Now, like those Virginia backroads I traveled with my family, the Mississippi has lost its cachet. Few people imagine it as a place to live. It is armored with concrete levees and floodwalls and burdened with fears of flooding. The Mississippi seldom carries adventurers, but instead carries the aggregate agricultural waste and chemical pollution from over a third of the nation. Life spins past as our cars and phones tell us the quickest routes to the most popular places.
There is a certain quality, however, to the Mississippi River, an irrevocable wildness that flood fighters fear but the remaining batture folks love. I realized it when I retreated to my cottage in Virginia for a few weeks after Hurricane Katrina. I returned to the Rappahannock in 2005 to find power lines strung across the river. The dirt road winding in had been paved and was lined with Titans and Denalis and Yukons hooked to jet-ski trailers. A two-story brick home with manicured yard stood where woods once surrounded my decaying cabin. Central air conditioning droned; weed trimmers, lawnmowers and leaf blowers whirred, whined and chattered. The place that was my childhood refuge was gone.
People who visit me now on the batture point out the proximity of those same things — power lines, wealthy neighbors, big cars and a paved bike path on top of the levee.
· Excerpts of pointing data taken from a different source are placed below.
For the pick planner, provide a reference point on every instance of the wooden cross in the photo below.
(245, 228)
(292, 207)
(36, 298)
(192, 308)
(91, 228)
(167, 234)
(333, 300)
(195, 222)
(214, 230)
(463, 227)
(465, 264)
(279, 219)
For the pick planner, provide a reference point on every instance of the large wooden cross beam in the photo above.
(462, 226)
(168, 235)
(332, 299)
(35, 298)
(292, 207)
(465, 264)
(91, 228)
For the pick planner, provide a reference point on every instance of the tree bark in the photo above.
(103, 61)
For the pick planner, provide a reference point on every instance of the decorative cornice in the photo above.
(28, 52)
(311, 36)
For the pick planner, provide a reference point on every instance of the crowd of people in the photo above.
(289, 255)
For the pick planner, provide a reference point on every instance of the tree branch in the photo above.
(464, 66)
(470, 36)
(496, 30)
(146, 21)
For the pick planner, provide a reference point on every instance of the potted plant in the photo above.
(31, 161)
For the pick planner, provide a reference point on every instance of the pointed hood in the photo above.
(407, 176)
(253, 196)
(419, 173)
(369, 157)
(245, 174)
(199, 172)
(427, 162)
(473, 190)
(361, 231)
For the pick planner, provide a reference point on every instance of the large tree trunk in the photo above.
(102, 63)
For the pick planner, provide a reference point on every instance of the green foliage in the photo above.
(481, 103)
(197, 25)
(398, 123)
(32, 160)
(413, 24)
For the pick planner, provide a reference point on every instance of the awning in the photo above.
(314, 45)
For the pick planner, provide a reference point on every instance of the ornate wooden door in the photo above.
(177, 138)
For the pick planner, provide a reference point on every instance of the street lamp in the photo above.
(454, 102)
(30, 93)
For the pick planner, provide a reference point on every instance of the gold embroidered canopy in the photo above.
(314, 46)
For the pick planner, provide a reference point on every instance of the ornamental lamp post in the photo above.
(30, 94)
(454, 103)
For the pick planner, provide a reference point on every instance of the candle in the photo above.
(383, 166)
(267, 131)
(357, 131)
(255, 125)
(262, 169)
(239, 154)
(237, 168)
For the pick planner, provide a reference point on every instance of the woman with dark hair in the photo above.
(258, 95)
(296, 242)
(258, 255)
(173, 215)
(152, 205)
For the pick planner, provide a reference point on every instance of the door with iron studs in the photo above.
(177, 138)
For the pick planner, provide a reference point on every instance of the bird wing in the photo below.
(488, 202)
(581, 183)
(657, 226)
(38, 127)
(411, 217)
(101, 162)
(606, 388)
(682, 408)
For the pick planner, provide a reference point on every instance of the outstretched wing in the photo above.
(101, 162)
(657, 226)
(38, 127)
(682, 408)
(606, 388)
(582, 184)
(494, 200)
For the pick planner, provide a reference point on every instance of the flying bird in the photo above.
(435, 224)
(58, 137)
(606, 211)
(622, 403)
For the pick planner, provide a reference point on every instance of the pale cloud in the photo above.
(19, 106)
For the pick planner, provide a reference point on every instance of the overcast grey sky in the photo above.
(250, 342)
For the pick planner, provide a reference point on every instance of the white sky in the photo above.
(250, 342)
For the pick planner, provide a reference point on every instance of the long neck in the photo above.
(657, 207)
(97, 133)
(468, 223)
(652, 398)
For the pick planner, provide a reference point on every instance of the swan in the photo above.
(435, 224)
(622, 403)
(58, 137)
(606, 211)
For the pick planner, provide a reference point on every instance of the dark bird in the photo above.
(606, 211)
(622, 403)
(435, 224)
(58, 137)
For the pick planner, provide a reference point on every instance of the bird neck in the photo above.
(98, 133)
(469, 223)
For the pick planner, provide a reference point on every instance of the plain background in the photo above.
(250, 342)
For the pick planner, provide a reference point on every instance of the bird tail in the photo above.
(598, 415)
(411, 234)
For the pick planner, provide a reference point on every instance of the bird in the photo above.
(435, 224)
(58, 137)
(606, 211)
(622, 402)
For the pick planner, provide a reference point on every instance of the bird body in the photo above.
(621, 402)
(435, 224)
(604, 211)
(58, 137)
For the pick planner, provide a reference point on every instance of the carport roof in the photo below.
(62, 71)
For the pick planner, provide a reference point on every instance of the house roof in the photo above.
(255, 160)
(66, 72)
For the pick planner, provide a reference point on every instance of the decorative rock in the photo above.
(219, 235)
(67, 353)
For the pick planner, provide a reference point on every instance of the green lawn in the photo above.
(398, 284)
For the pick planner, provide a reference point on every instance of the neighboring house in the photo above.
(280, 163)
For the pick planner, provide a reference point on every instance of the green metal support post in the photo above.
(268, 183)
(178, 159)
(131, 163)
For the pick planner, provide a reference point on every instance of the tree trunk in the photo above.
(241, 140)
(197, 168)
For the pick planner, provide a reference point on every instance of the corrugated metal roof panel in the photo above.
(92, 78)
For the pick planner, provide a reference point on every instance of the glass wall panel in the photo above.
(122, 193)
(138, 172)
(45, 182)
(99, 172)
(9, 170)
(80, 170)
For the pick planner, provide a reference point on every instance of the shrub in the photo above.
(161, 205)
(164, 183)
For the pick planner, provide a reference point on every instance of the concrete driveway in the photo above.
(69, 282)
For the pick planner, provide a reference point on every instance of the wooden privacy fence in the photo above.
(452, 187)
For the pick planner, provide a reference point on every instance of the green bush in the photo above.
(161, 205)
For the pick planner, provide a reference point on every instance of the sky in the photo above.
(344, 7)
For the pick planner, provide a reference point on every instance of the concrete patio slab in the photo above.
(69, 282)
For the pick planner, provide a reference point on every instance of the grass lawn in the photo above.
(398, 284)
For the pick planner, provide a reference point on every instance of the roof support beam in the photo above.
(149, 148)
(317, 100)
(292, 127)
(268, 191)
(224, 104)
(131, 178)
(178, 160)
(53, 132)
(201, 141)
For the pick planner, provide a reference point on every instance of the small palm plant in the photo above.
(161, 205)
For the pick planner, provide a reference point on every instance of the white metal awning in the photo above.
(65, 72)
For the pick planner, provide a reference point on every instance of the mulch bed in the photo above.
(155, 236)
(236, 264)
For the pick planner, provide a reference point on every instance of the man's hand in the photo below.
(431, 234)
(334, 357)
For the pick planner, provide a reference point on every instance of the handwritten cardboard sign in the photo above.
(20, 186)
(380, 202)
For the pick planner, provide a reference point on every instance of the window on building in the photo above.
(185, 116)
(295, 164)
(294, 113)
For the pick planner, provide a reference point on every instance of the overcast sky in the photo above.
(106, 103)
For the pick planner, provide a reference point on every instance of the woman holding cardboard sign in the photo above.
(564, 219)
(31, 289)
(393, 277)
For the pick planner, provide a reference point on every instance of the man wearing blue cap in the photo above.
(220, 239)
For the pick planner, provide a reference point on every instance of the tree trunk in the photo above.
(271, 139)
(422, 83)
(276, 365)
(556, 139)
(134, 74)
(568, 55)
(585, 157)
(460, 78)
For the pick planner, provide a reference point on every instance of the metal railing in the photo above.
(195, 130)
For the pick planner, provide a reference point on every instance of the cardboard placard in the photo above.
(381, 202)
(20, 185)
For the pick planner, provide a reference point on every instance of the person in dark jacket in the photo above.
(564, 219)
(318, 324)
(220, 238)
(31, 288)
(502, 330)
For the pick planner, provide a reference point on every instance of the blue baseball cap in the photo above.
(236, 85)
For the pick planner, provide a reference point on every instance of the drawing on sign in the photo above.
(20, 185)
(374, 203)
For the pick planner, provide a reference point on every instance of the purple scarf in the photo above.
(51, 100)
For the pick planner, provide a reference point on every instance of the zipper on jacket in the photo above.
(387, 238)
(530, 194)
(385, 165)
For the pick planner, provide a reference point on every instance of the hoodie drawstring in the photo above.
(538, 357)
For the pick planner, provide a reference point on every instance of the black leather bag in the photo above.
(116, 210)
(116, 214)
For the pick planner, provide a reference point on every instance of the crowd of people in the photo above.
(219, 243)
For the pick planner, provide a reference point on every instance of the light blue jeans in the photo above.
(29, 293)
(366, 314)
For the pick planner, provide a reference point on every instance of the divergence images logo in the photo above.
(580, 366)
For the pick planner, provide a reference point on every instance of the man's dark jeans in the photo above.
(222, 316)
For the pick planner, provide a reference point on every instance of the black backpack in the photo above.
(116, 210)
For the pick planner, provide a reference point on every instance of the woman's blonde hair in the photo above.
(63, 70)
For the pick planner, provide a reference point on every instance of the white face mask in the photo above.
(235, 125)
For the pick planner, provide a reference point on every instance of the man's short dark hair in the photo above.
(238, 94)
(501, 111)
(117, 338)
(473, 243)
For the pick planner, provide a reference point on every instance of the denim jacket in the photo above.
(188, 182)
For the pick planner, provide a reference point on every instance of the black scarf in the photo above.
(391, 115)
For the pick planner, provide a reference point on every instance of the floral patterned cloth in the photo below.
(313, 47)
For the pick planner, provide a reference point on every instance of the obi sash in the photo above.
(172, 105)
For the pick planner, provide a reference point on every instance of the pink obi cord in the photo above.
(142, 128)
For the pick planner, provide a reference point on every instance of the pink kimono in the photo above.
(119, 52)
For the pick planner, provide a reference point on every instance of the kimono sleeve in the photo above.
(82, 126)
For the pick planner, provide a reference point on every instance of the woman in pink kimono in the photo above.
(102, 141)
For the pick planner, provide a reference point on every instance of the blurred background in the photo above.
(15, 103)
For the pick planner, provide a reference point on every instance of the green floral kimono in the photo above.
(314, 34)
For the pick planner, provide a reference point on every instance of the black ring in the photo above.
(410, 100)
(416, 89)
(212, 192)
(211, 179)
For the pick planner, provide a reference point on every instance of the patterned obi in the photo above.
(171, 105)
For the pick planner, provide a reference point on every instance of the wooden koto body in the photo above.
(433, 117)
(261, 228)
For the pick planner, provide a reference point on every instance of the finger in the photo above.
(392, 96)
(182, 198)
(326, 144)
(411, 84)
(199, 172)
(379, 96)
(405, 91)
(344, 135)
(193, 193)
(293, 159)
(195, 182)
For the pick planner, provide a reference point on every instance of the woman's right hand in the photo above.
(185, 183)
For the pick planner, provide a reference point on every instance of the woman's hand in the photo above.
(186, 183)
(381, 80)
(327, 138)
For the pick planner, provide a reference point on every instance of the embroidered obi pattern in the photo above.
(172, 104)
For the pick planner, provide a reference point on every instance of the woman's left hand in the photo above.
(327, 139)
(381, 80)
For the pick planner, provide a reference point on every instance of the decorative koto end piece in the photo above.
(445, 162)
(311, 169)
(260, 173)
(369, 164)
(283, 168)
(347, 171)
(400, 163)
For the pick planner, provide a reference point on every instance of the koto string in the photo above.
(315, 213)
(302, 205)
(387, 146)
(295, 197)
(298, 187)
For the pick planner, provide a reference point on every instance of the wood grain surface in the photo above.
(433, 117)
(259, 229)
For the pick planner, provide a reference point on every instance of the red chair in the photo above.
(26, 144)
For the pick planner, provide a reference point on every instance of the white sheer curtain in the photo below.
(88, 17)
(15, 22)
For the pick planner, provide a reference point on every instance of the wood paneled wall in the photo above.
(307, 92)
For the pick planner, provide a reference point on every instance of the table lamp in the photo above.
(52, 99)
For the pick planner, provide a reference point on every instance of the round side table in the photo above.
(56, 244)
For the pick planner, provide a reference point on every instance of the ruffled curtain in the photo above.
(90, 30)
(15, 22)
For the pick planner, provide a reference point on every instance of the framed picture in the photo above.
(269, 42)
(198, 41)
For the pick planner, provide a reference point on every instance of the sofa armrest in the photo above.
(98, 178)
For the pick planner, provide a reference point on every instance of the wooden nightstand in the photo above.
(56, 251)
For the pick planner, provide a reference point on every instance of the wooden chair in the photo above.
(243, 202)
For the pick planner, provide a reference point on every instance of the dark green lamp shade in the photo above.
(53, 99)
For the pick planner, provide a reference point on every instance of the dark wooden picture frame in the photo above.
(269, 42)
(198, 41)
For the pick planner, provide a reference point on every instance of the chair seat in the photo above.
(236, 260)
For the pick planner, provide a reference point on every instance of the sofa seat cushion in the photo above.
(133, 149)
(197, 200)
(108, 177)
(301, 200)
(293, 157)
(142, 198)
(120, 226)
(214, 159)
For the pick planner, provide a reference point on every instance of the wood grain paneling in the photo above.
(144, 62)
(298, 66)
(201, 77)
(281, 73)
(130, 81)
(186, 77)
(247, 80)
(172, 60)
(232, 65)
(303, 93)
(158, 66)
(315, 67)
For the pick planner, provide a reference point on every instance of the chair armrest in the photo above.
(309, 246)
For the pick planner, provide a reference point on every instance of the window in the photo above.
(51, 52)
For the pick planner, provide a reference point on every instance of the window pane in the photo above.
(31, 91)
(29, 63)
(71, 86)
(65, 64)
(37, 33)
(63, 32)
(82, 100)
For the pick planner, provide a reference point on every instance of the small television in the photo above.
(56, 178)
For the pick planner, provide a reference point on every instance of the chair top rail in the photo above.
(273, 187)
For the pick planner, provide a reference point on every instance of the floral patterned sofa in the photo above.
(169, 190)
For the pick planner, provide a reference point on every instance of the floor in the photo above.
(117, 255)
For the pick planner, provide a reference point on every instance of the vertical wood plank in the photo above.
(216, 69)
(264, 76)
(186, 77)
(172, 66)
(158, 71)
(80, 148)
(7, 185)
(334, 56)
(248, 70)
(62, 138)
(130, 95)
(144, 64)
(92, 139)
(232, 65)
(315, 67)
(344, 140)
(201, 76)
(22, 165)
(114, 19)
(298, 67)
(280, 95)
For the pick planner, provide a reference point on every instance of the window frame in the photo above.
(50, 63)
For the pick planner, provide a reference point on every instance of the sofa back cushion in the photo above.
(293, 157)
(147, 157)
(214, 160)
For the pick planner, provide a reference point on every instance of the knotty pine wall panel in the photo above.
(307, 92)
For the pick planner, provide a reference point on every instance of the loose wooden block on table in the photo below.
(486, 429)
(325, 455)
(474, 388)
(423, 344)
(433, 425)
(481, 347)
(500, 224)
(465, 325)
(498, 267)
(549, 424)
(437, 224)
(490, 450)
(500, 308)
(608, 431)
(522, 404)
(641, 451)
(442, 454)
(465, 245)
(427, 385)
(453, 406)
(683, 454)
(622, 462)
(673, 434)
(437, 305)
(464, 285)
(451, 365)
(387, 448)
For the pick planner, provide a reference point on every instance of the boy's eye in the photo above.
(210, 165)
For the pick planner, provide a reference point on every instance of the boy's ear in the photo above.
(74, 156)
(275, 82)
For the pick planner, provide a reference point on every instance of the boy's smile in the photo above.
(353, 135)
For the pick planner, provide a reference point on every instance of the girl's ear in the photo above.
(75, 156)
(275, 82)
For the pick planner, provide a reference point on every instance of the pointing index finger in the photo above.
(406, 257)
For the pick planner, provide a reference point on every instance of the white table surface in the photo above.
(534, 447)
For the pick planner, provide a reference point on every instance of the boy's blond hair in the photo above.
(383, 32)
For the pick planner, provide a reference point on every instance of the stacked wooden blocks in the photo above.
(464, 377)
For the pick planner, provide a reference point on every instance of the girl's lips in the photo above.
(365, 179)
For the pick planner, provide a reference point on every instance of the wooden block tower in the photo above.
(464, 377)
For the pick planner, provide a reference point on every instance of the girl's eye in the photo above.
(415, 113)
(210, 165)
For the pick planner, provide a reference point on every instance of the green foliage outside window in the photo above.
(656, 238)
But for two centuries on the Mississippi batture, wildness has lived beside industry and commerce. River shrimp and blackberry vines and catfish and batture dwellers have made a deal with the river powerful enough to hold wildness, industry and commerce.
Today’s batture dwellers, like countless “river rats” before them, still look out on a wild and irrevocable frontier, a place on the margins where a sunrise as promising as the first day of spring climbs over an open levee and melts in the west into a wide and wet horizon.
Macon Fry is an author, writer and educator who has lived on the New Orleans batture for more than 30 years. His book about life in the batture, “They Called Us River Rats: The Last Batture Settlement of New Orleans,” was published in 2021.